Ryker took a long draught of his beer, feeling a
tightening in his groin as he watched the screen. An image of the woman who
made the film flashed across his mind, with her full lips and guarded green
eyes. He wondered idly whether she entertained partners with the same abandon
as the woman on the TV. Hard to believe, given what he’d seen, but perhaps that
was why he couldn’t stop thinking about her. It was the contradiction she
seemed to embody.

“Let me love you, darling. I’ve been waiting so long.”

The camera cut from the man’s face, focused and intent, to
the woman’s, her mouth a perfect “O” of surprise and pleasure. “Is it true,
then? Do you love me?” she asked softly.

Ryker sighed. He simply didn’t understand why people had
to take a perfectly good sex scene and muck it up with a lot of fake
I love
yous
, and soulful looks.

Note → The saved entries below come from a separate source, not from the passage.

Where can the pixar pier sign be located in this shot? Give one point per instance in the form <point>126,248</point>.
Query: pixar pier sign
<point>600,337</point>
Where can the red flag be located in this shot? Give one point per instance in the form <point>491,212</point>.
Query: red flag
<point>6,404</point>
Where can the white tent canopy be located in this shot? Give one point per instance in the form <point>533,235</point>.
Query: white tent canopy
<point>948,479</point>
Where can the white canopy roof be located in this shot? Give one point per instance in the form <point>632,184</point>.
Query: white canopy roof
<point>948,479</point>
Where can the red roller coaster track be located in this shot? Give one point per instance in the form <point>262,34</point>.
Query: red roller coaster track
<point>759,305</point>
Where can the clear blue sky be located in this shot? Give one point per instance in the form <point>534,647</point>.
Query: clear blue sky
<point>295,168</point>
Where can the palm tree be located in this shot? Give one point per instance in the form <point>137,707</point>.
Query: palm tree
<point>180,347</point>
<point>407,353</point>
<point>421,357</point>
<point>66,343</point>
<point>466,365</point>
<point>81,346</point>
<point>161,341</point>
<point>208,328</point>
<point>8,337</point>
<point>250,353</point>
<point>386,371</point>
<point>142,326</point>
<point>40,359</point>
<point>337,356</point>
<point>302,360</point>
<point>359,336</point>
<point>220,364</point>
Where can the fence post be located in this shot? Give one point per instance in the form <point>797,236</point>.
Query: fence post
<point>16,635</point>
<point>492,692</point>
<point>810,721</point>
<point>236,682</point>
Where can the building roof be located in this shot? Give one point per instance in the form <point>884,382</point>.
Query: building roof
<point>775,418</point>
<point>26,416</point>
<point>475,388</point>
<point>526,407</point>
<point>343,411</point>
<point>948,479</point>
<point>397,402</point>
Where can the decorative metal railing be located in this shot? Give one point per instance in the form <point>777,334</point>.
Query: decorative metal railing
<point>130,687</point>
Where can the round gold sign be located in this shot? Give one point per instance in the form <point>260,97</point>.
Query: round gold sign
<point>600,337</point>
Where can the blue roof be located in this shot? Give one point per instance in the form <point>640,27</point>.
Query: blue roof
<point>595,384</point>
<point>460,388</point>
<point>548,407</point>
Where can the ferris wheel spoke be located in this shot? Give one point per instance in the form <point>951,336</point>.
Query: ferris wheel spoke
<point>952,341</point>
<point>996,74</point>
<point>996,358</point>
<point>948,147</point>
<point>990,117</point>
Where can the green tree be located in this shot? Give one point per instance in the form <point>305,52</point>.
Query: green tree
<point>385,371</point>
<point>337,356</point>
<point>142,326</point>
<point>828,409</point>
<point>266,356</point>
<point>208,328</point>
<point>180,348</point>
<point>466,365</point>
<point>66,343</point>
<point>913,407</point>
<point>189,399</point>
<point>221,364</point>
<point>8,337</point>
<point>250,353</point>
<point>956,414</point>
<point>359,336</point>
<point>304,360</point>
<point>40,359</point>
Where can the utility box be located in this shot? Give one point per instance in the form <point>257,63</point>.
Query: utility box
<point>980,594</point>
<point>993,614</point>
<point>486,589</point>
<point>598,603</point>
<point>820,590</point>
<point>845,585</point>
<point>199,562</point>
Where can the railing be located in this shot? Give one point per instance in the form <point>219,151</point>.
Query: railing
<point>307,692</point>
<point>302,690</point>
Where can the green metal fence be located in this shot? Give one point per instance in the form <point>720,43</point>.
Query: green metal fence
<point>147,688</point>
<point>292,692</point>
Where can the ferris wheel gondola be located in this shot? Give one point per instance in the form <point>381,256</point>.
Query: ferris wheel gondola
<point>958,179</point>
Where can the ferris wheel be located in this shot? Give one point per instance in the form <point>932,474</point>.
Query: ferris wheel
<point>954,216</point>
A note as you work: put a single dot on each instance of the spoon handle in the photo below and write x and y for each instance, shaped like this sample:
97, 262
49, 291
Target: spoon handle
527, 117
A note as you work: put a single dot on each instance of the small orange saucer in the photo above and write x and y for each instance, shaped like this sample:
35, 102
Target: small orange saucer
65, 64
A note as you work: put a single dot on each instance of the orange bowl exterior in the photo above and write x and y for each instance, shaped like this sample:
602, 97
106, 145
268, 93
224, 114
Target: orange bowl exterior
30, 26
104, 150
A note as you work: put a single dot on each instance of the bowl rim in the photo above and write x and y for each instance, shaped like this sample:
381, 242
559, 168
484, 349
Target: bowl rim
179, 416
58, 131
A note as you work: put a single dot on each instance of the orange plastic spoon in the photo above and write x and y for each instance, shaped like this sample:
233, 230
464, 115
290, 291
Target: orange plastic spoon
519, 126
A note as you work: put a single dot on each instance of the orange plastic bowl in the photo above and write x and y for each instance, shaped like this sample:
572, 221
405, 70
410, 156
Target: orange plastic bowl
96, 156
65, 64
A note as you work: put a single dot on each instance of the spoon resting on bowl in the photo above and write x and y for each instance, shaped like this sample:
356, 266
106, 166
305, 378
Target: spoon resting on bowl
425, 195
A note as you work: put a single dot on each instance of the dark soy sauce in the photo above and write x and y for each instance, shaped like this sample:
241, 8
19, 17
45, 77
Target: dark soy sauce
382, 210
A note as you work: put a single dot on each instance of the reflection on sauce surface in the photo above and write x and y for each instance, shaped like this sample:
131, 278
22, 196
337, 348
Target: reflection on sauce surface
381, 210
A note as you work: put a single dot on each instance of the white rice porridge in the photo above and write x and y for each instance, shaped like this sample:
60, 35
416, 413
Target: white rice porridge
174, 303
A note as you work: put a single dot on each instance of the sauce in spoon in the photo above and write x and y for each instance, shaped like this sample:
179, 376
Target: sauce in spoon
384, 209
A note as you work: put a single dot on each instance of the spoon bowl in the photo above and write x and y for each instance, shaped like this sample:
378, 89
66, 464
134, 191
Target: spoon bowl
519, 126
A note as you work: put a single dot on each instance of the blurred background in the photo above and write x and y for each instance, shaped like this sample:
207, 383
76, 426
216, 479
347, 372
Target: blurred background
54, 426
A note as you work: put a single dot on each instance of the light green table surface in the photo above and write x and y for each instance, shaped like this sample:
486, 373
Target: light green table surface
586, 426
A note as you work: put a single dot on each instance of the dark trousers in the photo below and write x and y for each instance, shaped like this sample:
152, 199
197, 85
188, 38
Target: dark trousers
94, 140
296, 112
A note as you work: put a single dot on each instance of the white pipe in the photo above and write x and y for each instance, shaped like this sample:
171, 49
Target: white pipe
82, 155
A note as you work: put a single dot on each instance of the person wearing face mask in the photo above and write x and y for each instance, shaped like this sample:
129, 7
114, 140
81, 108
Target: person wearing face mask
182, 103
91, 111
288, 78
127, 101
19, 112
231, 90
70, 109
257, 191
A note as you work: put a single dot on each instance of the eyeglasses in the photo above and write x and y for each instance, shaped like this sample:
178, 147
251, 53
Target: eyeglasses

Yet this was precisely what Gunther wanted him to
do—what he insisted was necessary to get into the hearts of his audience.

“Let me show you how much,” the man said, bending over her
soft flesh.

An image struck him then, a pair of full lips bending over
him, licking and sucking, while green eyes watched from above. He pictured the
photograph he’d seen in Alix’s hand and wondered how many couples had she
watched. He’d never considered himself a voyeur, but imagining
her
watching
them
created a hum of sexual tension that had accompanied him for days
now, every time he pictured her, long hair catching fire in the sunlight, her
lips pursed.

Watching.

Waiting.

Perhaps pleasuring herself while she watched, her long,
slender fingers tangling in her own dark curls.

Ryker shifted in his seat, flicking off the movie as his
pants began to grow uncomfortably tight. He couldn’t be truly attracted to her.
That would be downright odd. Ryker Valentine didn’t have fantasies about
awkward, reclusive filmmakers who wore their jeans too short and their glasses
too big. He was frustrated and tired, turned on by a skillful director who
evidently knew a thing or two about arousing her audience.